Logo Questions Linux Laravel Mysql Ubuntu Git Menu
 

Generate random numbers in a specific range with a standard deviation?

Tags:

java

random

I already know how to generate random numbers in a range. I can do this by using

rand.nextInt((max - min) + 1) + min;

The problem is that I would also like to set a standard deviation for these numbers. The numbers also need to be positive and they are not between 0 and 1

EDIT I removed the ThreadLocalRandom class because I cannot set a seed in that class and these random numbers should be reproducible in a different system.

like image 475
statboy Avatar asked Aug 25 '16 12:08

statboy


1 Answers

Choosing the standard deviation (or variance) for a bounded distribution can only be done subject to constraints that depend on the selected distribution and the bounds (min, max) of your interval. Some distributions may allow you to make the variance arbitrarily small (e.g. the Beta distribution), other distributions (like the Uniform distribution) don't allow any flexibility once the bounds (min, max) have been set. In any case, you'll never be able to make the variance arbitrarily large -- the bounds do prevent this (they'll always enter the expression for the distribution's variance).
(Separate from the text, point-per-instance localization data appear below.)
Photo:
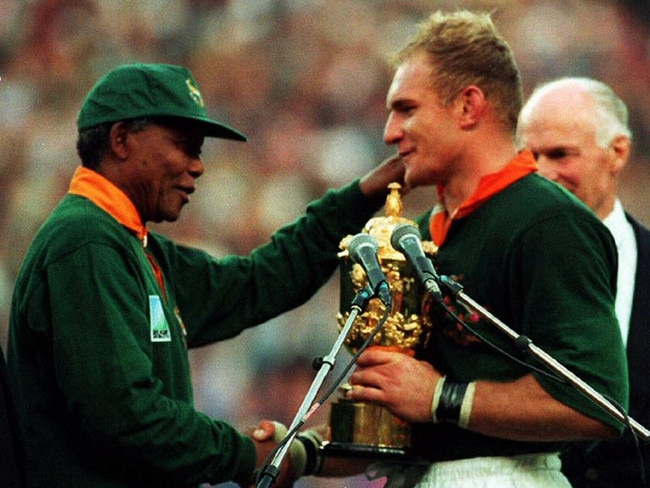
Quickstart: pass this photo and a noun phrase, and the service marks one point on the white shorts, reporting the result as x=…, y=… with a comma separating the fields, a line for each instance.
x=524, y=471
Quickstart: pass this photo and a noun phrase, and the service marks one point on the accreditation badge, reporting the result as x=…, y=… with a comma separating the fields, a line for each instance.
x=157, y=322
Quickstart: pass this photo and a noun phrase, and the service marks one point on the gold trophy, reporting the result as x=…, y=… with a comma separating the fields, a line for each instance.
x=358, y=428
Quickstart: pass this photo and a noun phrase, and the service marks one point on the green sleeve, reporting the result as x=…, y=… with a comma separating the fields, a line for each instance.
x=219, y=298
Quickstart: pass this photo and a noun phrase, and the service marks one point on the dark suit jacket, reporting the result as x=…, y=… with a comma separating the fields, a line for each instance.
x=616, y=464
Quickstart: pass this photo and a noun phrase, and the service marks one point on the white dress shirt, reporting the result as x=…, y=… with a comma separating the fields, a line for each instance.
x=626, y=245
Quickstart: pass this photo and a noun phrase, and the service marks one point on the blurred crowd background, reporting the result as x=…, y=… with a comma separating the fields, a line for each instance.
x=306, y=81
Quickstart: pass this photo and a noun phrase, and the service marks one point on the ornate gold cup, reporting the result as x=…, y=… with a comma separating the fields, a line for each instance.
x=358, y=428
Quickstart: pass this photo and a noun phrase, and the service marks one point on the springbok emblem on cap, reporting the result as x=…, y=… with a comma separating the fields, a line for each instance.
x=195, y=93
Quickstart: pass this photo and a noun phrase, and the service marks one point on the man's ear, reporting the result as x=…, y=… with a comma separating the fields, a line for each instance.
x=471, y=103
x=118, y=140
x=620, y=149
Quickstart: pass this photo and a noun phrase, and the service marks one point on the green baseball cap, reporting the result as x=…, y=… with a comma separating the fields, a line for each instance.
x=149, y=90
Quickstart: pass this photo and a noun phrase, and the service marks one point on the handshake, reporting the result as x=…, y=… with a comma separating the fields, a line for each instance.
x=303, y=459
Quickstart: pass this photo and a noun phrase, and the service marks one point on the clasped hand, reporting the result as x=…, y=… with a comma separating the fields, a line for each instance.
x=397, y=381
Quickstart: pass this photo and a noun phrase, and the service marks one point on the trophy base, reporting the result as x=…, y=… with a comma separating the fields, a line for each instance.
x=350, y=450
x=359, y=429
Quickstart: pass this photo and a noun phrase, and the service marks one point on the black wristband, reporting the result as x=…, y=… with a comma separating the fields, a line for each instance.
x=451, y=401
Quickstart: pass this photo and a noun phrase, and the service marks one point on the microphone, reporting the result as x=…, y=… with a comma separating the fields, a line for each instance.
x=406, y=239
x=363, y=251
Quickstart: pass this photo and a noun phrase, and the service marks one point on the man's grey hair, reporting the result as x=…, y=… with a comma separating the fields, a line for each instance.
x=612, y=118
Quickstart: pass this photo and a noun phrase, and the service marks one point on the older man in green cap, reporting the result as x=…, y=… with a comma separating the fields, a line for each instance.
x=104, y=311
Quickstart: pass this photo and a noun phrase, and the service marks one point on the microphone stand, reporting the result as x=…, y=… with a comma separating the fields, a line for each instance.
x=526, y=344
x=272, y=470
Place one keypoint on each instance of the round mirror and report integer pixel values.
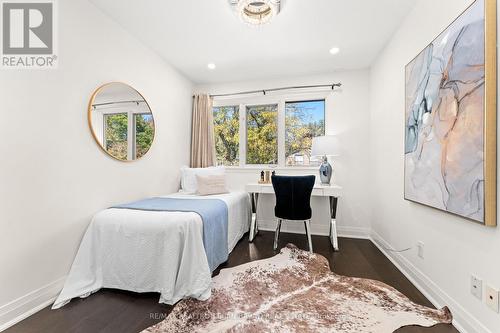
(121, 121)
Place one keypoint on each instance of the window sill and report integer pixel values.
(236, 169)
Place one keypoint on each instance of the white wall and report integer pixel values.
(455, 248)
(347, 114)
(53, 176)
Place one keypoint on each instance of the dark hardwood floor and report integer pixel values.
(120, 311)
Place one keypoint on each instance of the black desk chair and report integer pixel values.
(293, 202)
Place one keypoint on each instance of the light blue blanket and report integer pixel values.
(213, 212)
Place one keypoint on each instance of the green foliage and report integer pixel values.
(226, 129)
(116, 135)
(262, 134)
(144, 135)
(300, 130)
(117, 131)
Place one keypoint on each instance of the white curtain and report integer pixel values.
(202, 133)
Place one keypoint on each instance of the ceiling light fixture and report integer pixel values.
(256, 12)
(334, 50)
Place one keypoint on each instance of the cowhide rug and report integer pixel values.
(295, 291)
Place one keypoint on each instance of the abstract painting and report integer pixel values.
(450, 118)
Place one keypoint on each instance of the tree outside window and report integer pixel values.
(262, 134)
(226, 129)
(303, 121)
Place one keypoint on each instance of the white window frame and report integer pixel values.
(131, 129)
(280, 99)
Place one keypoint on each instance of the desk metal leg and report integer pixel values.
(333, 223)
(254, 226)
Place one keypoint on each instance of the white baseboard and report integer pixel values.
(462, 319)
(316, 229)
(27, 305)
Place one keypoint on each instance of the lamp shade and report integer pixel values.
(327, 145)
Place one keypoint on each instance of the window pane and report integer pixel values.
(262, 134)
(227, 138)
(115, 136)
(144, 133)
(303, 121)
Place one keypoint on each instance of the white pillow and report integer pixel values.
(189, 183)
(211, 184)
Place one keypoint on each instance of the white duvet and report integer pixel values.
(146, 251)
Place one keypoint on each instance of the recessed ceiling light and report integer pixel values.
(334, 50)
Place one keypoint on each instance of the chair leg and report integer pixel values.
(308, 233)
(277, 234)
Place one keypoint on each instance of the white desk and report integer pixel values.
(333, 192)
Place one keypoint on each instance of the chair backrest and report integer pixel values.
(293, 196)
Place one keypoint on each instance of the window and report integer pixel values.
(115, 134)
(303, 121)
(125, 145)
(269, 130)
(262, 134)
(227, 137)
(144, 133)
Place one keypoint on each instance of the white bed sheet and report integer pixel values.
(149, 251)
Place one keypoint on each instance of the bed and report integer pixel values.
(151, 251)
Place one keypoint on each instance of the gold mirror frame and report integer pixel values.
(89, 120)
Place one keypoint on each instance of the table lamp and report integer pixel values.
(327, 145)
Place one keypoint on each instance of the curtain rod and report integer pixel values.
(264, 91)
(119, 102)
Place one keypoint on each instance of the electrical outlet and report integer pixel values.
(420, 249)
(476, 287)
(491, 298)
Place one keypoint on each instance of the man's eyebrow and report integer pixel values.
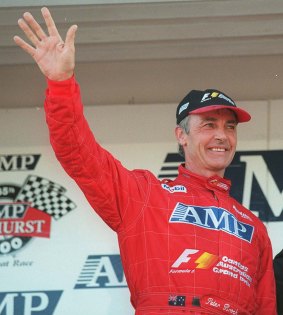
(212, 119)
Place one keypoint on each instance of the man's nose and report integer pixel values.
(220, 134)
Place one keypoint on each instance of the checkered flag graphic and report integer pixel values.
(46, 196)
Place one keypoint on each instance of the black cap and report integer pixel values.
(197, 102)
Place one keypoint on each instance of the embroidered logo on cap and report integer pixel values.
(183, 107)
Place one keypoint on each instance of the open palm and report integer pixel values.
(55, 58)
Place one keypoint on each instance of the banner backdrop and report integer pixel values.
(56, 255)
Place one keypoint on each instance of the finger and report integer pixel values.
(29, 33)
(24, 45)
(52, 29)
(70, 36)
(34, 25)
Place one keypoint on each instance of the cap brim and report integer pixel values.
(241, 114)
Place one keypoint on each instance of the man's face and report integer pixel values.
(211, 143)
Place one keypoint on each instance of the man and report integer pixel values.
(278, 272)
(187, 247)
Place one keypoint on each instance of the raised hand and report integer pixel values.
(55, 58)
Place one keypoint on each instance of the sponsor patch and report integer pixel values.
(173, 189)
(212, 218)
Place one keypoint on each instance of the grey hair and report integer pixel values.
(185, 125)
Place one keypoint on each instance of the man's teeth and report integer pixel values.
(218, 149)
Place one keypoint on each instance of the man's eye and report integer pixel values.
(231, 127)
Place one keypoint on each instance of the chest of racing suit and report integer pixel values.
(186, 245)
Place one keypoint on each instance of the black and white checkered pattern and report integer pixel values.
(46, 196)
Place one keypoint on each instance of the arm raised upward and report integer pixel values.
(55, 57)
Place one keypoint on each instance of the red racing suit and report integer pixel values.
(186, 246)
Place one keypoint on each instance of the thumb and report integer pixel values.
(70, 36)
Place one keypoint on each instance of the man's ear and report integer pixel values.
(180, 135)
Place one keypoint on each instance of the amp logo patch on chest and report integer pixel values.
(212, 218)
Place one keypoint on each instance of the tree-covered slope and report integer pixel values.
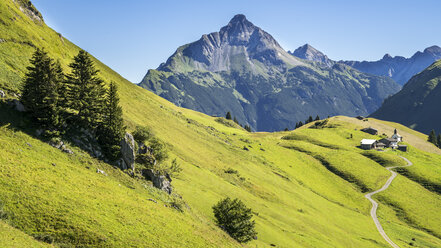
(242, 69)
(296, 199)
(417, 104)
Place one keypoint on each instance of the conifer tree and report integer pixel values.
(248, 128)
(112, 129)
(432, 137)
(40, 91)
(86, 94)
(235, 120)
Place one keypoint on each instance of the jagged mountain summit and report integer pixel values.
(219, 51)
(417, 104)
(243, 69)
(399, 68)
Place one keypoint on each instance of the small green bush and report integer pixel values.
(235, 219)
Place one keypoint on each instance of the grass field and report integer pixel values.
(306, 189)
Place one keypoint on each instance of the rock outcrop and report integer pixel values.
(128, 152)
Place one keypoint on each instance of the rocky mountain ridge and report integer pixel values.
(244, 70)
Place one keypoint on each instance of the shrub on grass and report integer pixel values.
(235, 219)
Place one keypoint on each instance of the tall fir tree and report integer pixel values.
(228, 116)
(86, 94)
(432, 137)
(40, 91)
(112, 129)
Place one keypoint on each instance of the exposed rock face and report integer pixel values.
(159, 181)
(60, 145)
(216, 51)
(310, 53)
(242, 69)
(399, 68)
(128, 152)
(417, 104)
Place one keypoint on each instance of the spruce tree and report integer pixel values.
(112, 129)
(40, 91)
(86, 91)
(235, 120)
(432, 137)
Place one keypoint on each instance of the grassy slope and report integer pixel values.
(298, 201)
(11, 237)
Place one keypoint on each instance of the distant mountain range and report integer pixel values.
(244, 70)
(418, 104)
(398, 68)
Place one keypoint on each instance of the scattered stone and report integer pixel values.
(159, 181)
(101, 172)
(128, 152)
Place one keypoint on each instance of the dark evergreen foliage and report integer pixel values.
(86, 91)
(40, 93)
(248, 128)
(235, 218)
(142, 134)
(235, 120)
(432, 137)
(112, 129)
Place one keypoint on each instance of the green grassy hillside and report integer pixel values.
(306, 190)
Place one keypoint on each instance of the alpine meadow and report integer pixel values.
(195, 156)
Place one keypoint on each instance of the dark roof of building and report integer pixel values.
(388, 140)
(369, 128)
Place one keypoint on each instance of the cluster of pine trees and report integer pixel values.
(436, 140)
(79, 99)
(229, 117)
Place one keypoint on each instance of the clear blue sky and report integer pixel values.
(132, 36)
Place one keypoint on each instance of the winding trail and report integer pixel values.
(375, 204)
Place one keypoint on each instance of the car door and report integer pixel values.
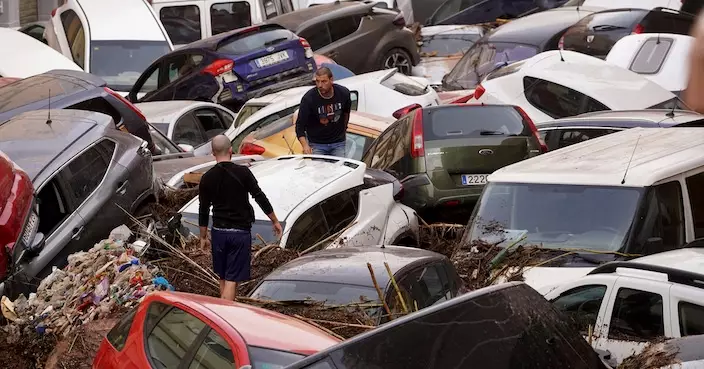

I'll illustrate this for a very simple example that can be implemented without requiring any 3rd party libraries. Let's assume you want a symmetric distribution on the interval (min, max), symmetry implying that the mean E(X) of the distribution is located in the middle of the interval: E(X) = (min + max)/2.

Using Random's nextDouble as in x = a + (b - a) * rnd.nextDouble() will give you a uniformly distributed random variable in the interval a <= x < b that has a fixed variance Var(X) = (b - a)^2 / 12 (not what we want).

OTH, simulating a symmetric triangular distribution on the same interval (a, b) would give us a random variate whith the same mean but with only half the variance: Var(X) = (b - a)^2 / 24 (also fixed, so also not what we want).

A symmetric trapezoidal distribution with parameters (a < b < c < d) lies somewhere in the middle of a Uniform and a triangular distribution on the interval (a, d). The symmetry condition implies d - c = b - a, in the following I'll refer to the distance b - a as x or as "displacement" (I've made up that name, it's not a technical term).

If you let x approach 0.0 from above, the trapezoidal will begin to look very similar to a uniform distribution and its variance will tend to the maximum possible value (d - a)^2 / 12. If you let x approach the maximum possible value (d - a)/2 from below, the trapezoidal will look very similar to a symmetric triangle distribution and its variance will approach the minimum possible value of (d - a)^2 / 24) (but note that we should stay away a little from these extreme values in order not to break the variance formula or our algorithm for the trapezoidal).

So, the idea is to construct a trapezoidal distribution with a value for x that yields the standard deviation you want, given the condition that your targeted standard deviation must lie inside the open range (roughly) given by (0.2041(d - a), 0.2886(d - a)). For convenience let's assume that a = min = 2.0 and d = max = 10.0 which gives us this range of possible stddevs: (1.6328, 2.3088). Let's further assume that we want to construct a distribution with a stddev of 2.0 (which, of course, has to be in the admissible range).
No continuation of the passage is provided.